Full-time education includes any educational course offered by
any university, college, school or other educational institution to a student
who is enrolled full-time for the said course. It is also clarified that
full-time education includes play-school activities, pre-nursery and nursery
classes.
It is clarified that the amount allowable as tuition fees shall
include any payment of fee to any university, college, school or other
educational institution in India except the amount representing payment in the
nature of development fees or donation or capitation fees or payment of similar
nature.
(14) Subscription to equity shares or debentures forming part of
any eligible issue of capital made by a public company, which is approved by
the Board or by any public finance institution.

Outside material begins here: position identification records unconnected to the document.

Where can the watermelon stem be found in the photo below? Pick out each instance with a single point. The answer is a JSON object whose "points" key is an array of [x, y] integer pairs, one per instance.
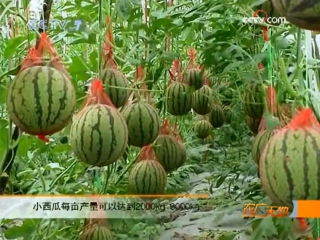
{"points": [[107, 47], [192, 55]]}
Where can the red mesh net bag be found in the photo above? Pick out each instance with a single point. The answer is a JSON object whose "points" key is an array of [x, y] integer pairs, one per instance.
{"points": [[304, 118], [175, 131], [36, 56], [165, 128], [192, 56], [175, 71], [146, 153], [96, 95]]}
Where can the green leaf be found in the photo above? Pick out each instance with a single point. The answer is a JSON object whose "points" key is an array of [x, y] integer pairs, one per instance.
{"points": [[228, 236], [12, 45], [316, 228], [25, 230], [123, 8], [265, 228], [220, 180]]}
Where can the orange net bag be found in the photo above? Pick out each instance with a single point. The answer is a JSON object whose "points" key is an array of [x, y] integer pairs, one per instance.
{"points": [[304, 118], [35, 56], [165, 128], [96, 95]]}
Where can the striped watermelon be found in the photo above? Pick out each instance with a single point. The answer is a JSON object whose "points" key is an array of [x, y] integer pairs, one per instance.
{"points": [[289, 164], [202, 128], [207, 140], [193, 77], [147, 177], [253, 103], [182, 157], [216, 116], [96, 232], [40, 100], [201, 100], [143, 122], [179, 98], [99, 135], [253, 124], [168, 152], [259, 143], [115, 85]]}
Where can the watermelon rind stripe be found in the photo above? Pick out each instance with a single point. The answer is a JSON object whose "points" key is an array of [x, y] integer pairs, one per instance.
{"points": [[143, 122], [41, 100], [99, 135], [295, 170]]}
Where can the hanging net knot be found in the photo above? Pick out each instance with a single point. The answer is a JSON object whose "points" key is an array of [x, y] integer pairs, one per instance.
{"points": [[165, 128], [304, 118], [146, 153], [96, 95]]}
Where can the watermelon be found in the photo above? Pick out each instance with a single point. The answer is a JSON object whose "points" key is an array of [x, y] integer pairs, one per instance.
{"points": [[229, 114], [182, 156], [96, 232], [207, 140], [201, 100], [179, 99], [259, 143], [253, 124], [301, 13], [289, 153], [227, 94], [253, 103], [40, 100], [115, 86], [99, 135], [169, 152], [202, 128], [143, 122], [216, 116], [193, 77], [147, 177]]}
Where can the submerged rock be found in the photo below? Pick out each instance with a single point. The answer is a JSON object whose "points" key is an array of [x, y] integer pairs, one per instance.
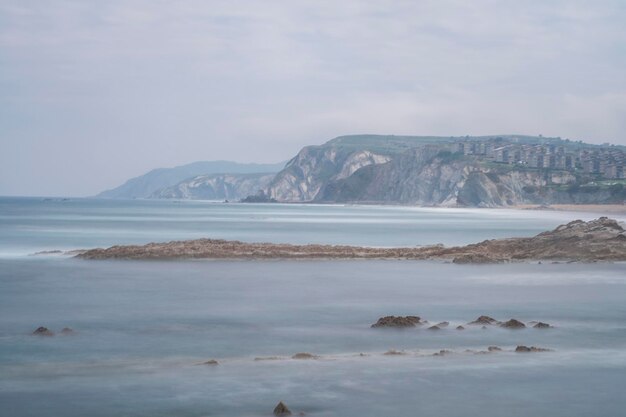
{"points": [[43, 331], [397, 321], [475, 258], [524, 349], [513, 324], [484, 320], [281, 410], [304, 355]]}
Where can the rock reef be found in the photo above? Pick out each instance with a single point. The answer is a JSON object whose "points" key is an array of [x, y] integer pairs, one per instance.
{"points": [[602, 239]]}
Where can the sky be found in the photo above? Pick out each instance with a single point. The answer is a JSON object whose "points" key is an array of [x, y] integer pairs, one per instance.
{"points": [[95, 92]]}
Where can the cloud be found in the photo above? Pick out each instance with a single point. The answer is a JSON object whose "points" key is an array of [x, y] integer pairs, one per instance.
{"points": [[245, 80]]}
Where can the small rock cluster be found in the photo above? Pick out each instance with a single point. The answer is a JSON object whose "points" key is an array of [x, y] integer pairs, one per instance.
{"points": [[44, 331]]}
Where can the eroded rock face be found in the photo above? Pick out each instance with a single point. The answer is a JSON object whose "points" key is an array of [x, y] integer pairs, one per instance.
{"points": [[397, 321], [281, 410], [513, 324], [484, 320], [43, 331]]}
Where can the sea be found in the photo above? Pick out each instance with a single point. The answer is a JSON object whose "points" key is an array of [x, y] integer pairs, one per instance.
{"points": [[144, 330]]}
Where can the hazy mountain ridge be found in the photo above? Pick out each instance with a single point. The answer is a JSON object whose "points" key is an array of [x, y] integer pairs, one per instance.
{"points": [[216, 187], [145, 185]]}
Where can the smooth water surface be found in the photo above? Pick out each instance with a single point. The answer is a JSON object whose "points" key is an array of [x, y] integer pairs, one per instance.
{"points": [[29, 225], [142, 329]]}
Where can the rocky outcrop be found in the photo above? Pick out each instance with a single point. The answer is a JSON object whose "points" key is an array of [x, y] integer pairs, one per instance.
{"points": [[43, 331], [484, 320], [397, 321], [304, 355], [578, 241], [526, 349], [513, 324], [216, 187]]}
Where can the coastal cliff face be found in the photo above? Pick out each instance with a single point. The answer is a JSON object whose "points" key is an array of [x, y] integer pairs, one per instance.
{"points": [[216, 187], [422, 173], [316, 166]]}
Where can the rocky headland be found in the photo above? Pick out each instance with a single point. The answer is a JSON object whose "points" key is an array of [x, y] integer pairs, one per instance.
{"points": [[602, 239]]}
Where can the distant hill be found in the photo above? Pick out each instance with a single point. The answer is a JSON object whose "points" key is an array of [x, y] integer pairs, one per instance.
{"points": [[145, 185], [216, 187]]}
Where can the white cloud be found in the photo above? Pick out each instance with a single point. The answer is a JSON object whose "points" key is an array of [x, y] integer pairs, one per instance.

(15) Subscription to any units of any mutual fund referred to in
clause (23D) of Section 10 and approved by the Board, if the amount of
subscription to such units is subscribed only in eligible issue of capital of
any company.
(16) Investment as a term deposit for a fixed period of not less
than five years with a scheduled bank, which is in accordance with a scheme
framed and notified by the Central Government, in the Official Gazette for
these purposes.
(17) Subscription to such bonds issued by the National Bank for
Agriculture and Rural Development, as the Central Government may, by such
notification in the Official Gazette, specify in this behalf.
(18) Any investment in an account under the Senior Citizens
Savings Scheme Rules, 2004.
(19) Any investment as five year time deposit in an account
under the Post Office Time Deposit Rules, 1981.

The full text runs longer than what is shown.